I would have answered if Ian hadn't been right beside him, watching my strange behavior with fascination in his vivid blue eyes.
So I just gave Jeb a wide-eyed look of mingled disbelief and reproach, and then slowly began walking beside him again, shaking my head. Jeb chuckled.
“What's that about?” Ian muttered to Jeb, as if I were deaf.
“Beats me,” Jeb said; he lied as only a human could, smooth and guileless.
He was a good liar, and I began to wonder if leaving the gun behind today, and leaving me alone yesterday, and all this effort forcing me into human company was his way of getting me killed without doing the job himself. Was the friendship all in my head? Another lie?
This was my fourth day eating in the kitchen.
Jeb, Ian, and I walked into the long, hot room–into a crowd of humans chatting in low voices about the day's events–and nothing happened.
Nothing happened.
There was no sudden silence. No one paused to stare daggers at me. No one seemed to notice us at all.
Jeb steered me to an empty counter and then went to get enough bread for three. Ian lounged next to me, casually turning to the girl on his other side. It was the young blonde–he called her Paige.
“How are things going? How are you holding up with Andy gone?” he asked her.
“I'd be fine if I weren't so worried,” she told him, biting her lip.
“He'll be home soon,” Ian assured her. “Jared always brings everyone home. He's got a real talent. We've had no accidents, no problems since he showed up. Andy will be fine.” My interest sparked when he mentioned Jared–and Melanie, so somnolent these days, stirred–but Ian didn't say anything else. He just patted Paige's shoulder and turned to take his food from Jeb.
Jeb sat next to me and surveyed the room with a deep sense of satisfaction plain on his face. I looked around the room, too, trying to see what he saw. This must have been what it was usually like here, when I wasn't around. Only today I didn't seem to bother them. They must have been tired of letting me interrupt their lives.

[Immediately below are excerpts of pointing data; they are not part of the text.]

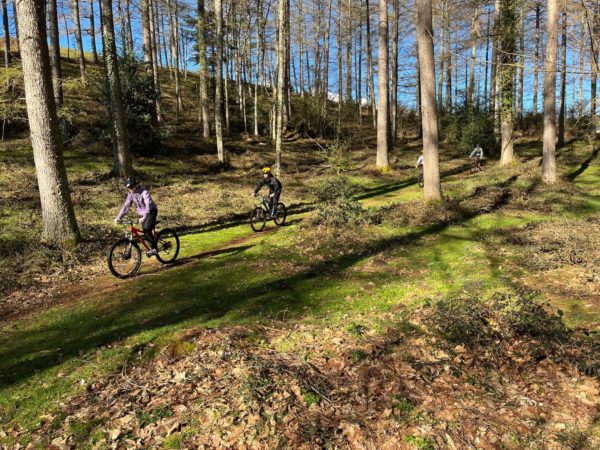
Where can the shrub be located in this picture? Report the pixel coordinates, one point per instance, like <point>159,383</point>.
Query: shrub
<point>138,95</point>
<point>336,202</point>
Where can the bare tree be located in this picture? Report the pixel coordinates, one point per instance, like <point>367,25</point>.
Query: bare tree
<point>55,52</point>
<point>7,57</point>
<point>549,159</point>
<point>60,225</point>
<point>431,165</point>
<point>122,160</point>
<point>383,115</point>
<point>202,28</point>
<point>507,75</point>
<point>219,81</point>
<point>93,33</point>
<point>563,78</point>
<point>281,64</point>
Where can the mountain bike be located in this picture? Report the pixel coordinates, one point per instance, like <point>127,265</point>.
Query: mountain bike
<point>477,165</point>
<point>421,180</point>
<point>125,255</point>
<point>262,213</point>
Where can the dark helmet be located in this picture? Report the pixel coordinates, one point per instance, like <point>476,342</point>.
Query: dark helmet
<point>132,182</point>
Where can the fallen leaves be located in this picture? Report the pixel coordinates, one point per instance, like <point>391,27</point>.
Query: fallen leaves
<point>232,391</point>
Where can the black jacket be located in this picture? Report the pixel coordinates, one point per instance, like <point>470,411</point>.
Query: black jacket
<point>272,182</point>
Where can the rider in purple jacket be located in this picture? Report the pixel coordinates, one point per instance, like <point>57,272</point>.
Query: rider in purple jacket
<point>146,208</point>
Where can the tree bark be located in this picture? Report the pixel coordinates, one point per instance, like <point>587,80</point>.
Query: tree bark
<point>563,79</point>
<point>55,52</point>
<point>549,159</point>
<point>155,51</point>
<point>394,93</point>
<point>122,164</point>
<point>383,115</point>
<point>7,56</point>
<point>219,81</point>
<point>281,63</point>
<point>536,59</point>
<point>202,28</point>
<point>370,71</point>
<point>78,39</point>
<point>58,216</point>
<point>93,33</point>
<point>507,74</point>
<point>431,165</point>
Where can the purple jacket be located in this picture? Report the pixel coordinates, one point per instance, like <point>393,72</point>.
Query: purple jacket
<point>142,200</point>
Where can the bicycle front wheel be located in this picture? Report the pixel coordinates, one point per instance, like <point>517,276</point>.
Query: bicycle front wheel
<point>124,258</point>
<point>281,215</point>
<point>167,246</point>
<point>258,219</point>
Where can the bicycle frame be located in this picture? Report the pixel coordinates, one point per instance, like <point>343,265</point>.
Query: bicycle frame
<point>139,236</point>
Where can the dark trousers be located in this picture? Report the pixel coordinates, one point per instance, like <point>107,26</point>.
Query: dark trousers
<point>273,201</point>
<point>148,226</point>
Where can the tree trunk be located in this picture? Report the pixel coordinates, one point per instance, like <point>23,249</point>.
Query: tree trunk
<point>431,165</point>
<point>7,56</point>
<point>507,75</point>
<point>383,115</point>
<point>219,81</point>
<point>93,33</point>
<point>349,50</point>
<point>128,27</point>
<point>325,87</point>
<point>449,101</point>
<point>148,56</point>
<point>78,39</point>
<point>281,63</point>
<point>202,28</point>
<point>549,159</point>
<point>563,80</point>
<point>55,52</point>
<point>474,38</point>
<point>60,225</point>
<point>394,96</point>
<point>153,11</point>
<point>122,166</point>
<point>521,65</point>
<point>370,70</point>
<point>536,59</point>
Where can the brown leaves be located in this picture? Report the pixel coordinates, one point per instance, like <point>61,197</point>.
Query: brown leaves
<point>231,391</point>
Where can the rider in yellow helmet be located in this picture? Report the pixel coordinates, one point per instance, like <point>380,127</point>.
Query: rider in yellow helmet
<point>275,187</point>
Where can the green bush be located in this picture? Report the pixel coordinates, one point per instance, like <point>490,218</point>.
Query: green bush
<point>336,202</point>
<point>138,96</point>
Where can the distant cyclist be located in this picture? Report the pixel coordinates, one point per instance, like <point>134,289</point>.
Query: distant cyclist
<point>477,156</point>
<point>144,206</point>
<point>275,187</point>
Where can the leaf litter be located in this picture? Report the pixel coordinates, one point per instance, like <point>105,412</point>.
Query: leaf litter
<point>307,386</point>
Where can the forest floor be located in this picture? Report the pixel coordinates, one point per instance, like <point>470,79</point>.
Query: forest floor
<point>467,324</point>
<point>308,336</point>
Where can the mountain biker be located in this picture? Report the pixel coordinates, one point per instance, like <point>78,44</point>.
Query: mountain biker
<point>420,162</point>
<point>477,155</point>
<point>144,206</point>
<point>275,187</point>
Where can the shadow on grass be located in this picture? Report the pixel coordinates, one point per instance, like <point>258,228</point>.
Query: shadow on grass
<point>584,165</point>
<point>207,290</point>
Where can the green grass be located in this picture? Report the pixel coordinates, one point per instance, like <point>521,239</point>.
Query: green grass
<point>260,278</point>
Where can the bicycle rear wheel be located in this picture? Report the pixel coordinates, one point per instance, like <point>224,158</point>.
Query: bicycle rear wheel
<point>167,247</point>
<point>258,219</point>
<point>281,215</point>
<point>124,258</point>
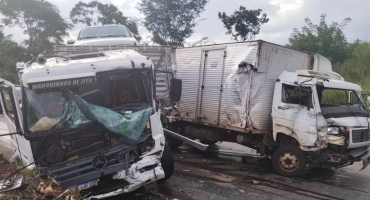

“Things are settling down,” Ian commented to Jeb.
“Knew they would. We're all reasonable folks here.”
I frowned to myself.
“That's true, at the moment,” Ian said, laughing. “My brother's not around.”
“Exactly,” Jeb agreed.
It was interesting to me that Ian counted himself among the reasonable folks. Had he noticed that Jeb was unarmed? I was burning with curiosity, but I couldn't risk pointing it out in case he hadn't.